Frequency of seizures: If untreated, patients experience frequent and brief visual seizures (often several every day or weekly). However, propagation to other seizure manifestations, such as focal or generalised convulsions, is much less frequent.

== Cause ==
There may be an increased family history of epilepsies (37% of cases) or migraine (16% of cases) but a family history of similar seizures is exceptional.

== Pathophysiology ==
The seizures are of a purely occipital lobe origin. The mechanisms for postictal headache, which is a common event after minor idiopathic or symptomatic visual seizures, with or without a predisposition to migraine, are unknown. It is likely that the occipital seizure discharge triggers a genuine migraine headache through trigeminovascular or brainstem mechanisms.

==Diagnosis==

=== Brain Magnetic Resonance Imaging ===
By definition of an idiopathic epilepsy, all tests other than the EEG are normal. However, high resolution brain magnetic resonance imaging is probably mandatory because of the high incidence of symptomatic occipital epilepsies with the same clinico-EEG manifestations.

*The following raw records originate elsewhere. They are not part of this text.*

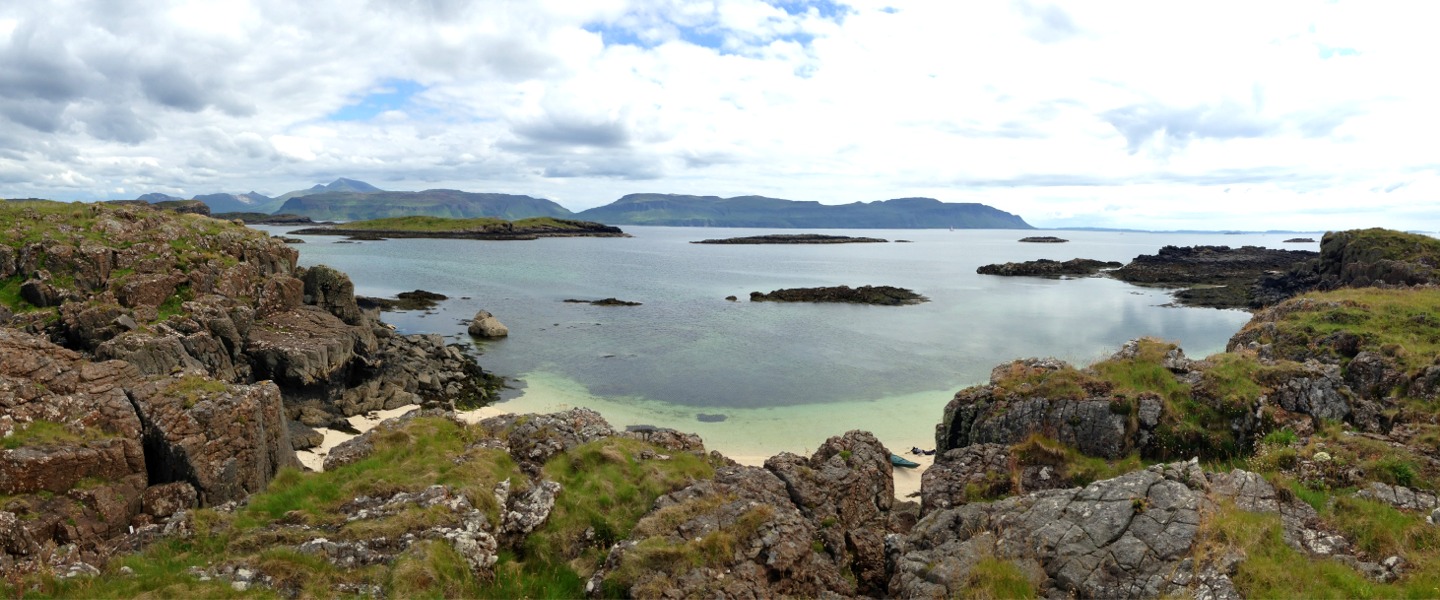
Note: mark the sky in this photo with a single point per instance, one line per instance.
(1295, 115)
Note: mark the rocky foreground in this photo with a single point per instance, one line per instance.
(1302, 462)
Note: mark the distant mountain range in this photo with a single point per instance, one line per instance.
(347, 199)
(435, 203)
(765, 212)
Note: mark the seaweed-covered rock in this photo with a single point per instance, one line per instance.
(1046, 268)
(883, 295)
(486, 325)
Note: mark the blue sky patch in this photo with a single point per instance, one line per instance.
(390, 95)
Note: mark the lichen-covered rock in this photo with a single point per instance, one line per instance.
(846, 489)
(527, 511)
(225, 439)
(762, 546)
(164, 500)
(331, 291)
(964, 475)
(306, 347)
(1121, 537)
(536, 438)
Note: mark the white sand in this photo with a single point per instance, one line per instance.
(748, 435)
(316, 458)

=== Electroencephalography ===
The inter-ictal EEG shows occipital paroxysms, often demonstrating fixation-off sensitivity. However, some patients may only have random occipital spikes, whereas others may have occipital spikes only in the sleep EEG, and a few may have a consistently normal EEG. Photoparoxysmal abnormalities occur in patients whose seizures are triggered by lights.
Ictal EEG, preceded by regression of occipital paroxysms, is characterised by the sudden appearance of an occipital discharge that consists of fast rhythms, fast spikes or both. Ictal EEG during blindness show pseudo-periodic slow waves and spikes, which differ from those seen in ictal visual hallucinations. There are usually no postictal abnormalities.

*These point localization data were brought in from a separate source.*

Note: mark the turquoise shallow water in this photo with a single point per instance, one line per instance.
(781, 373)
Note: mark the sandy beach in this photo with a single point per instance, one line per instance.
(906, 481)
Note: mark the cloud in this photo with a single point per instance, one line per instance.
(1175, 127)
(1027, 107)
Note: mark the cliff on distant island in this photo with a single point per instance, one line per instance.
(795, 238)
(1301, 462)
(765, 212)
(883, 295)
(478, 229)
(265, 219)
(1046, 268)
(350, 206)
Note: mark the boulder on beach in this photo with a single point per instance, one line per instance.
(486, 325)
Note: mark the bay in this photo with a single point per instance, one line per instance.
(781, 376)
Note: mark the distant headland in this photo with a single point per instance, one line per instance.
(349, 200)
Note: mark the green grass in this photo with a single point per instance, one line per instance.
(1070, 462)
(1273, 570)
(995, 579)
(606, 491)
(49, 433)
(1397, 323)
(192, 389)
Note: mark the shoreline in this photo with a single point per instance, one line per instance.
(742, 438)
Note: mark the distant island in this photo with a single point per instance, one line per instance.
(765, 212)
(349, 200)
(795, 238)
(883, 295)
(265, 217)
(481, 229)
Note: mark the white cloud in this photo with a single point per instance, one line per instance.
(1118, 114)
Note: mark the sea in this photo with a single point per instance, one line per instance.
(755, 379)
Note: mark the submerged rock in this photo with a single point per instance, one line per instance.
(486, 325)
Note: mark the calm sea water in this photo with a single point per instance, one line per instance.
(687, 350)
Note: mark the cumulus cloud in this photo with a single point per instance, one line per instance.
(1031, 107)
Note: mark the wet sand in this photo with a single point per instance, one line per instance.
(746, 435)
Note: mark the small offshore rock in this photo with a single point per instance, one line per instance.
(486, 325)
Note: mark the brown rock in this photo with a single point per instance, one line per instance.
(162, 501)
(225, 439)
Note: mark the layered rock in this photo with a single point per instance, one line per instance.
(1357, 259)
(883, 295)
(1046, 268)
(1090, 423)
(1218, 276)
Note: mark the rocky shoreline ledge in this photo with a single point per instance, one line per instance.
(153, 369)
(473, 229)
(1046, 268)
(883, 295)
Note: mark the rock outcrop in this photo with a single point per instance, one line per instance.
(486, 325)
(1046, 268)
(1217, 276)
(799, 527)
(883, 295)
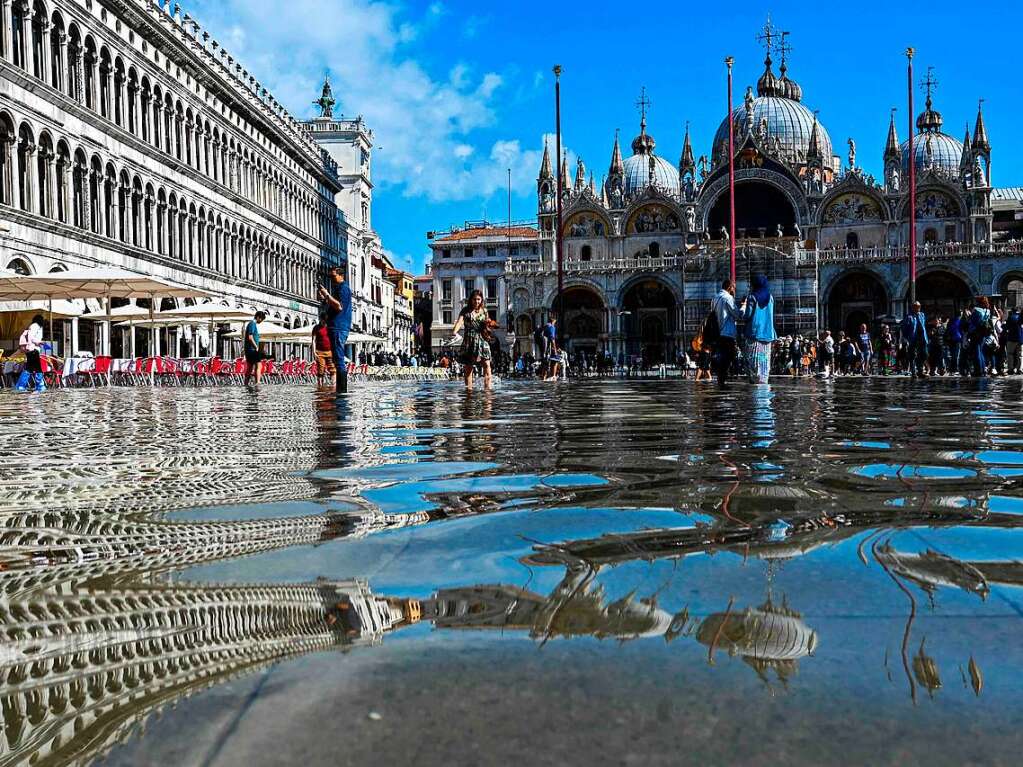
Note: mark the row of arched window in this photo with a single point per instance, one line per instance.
(86, 71)
(52, 179)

=== Differential diagnosis ===
The differential diagnosis of ICOE-G is mainly from symptomatic occipital epilepsy and migraine where misdiagnosis is high. The differential diagnosis from migraine should be easy because elementary visual hallucinations of occipital seizures develop rapidly within seconds, are brief in duration (2–3 minutes) are usually colored and circular. These are fundamentally different from the visual aura of migraine which develops slowly in minutes, is longer lasting ≥5 minutes and mainly achromatic with linear patterns.
Symptomatic occipital epilepsy often imitates ICOE-G; neuroophthalmological examination and brain imaging may be normal. Thus, high resolution MRI is required to detect subtle lesions.
The differentiation of ICOE-G from Panayiotopoulos syndrome is straightforward. The seizures of ICOE-G are purely occipital, brief, frequent and diurnal. Conversely seizures in Panayiotopoulos syndrome manifest with autonomic manifestations, they are lengthy and infrequent; visual symptoms are rare and not the sole manifestation of a seizure.

== Management ==
Patients with ICOE-G need prophylactic treatment mainly with carbamazepine or other antiepileptic drugs licensed for focal seizures. A slow reduction in the dose of medication 2 or 3 years after the last visual or other minor or major seizure should be advised, but if visual seizures reappear, treatment should be restored.

== Prognosis ==
The prognosis of ICOE-G is unclear, although available data indicate that remission occurs in 50–60% of patients within 2–4 years of onset. Seizures show a dramatically good response to carbamazepine in more than 90% of patients. However, 40–50% of patients may continue to have visual seizures and infrequent secondarily generalized convulsions, particularly if they have not been appropriately treated with antiepileptic drugs.

== Epidemiology ==
Onset is between 3 and 15 years of age with a mean of around 8. Both sexes are equally affected. The disorder accounts for about 2–7% of benign childhood focal seizures.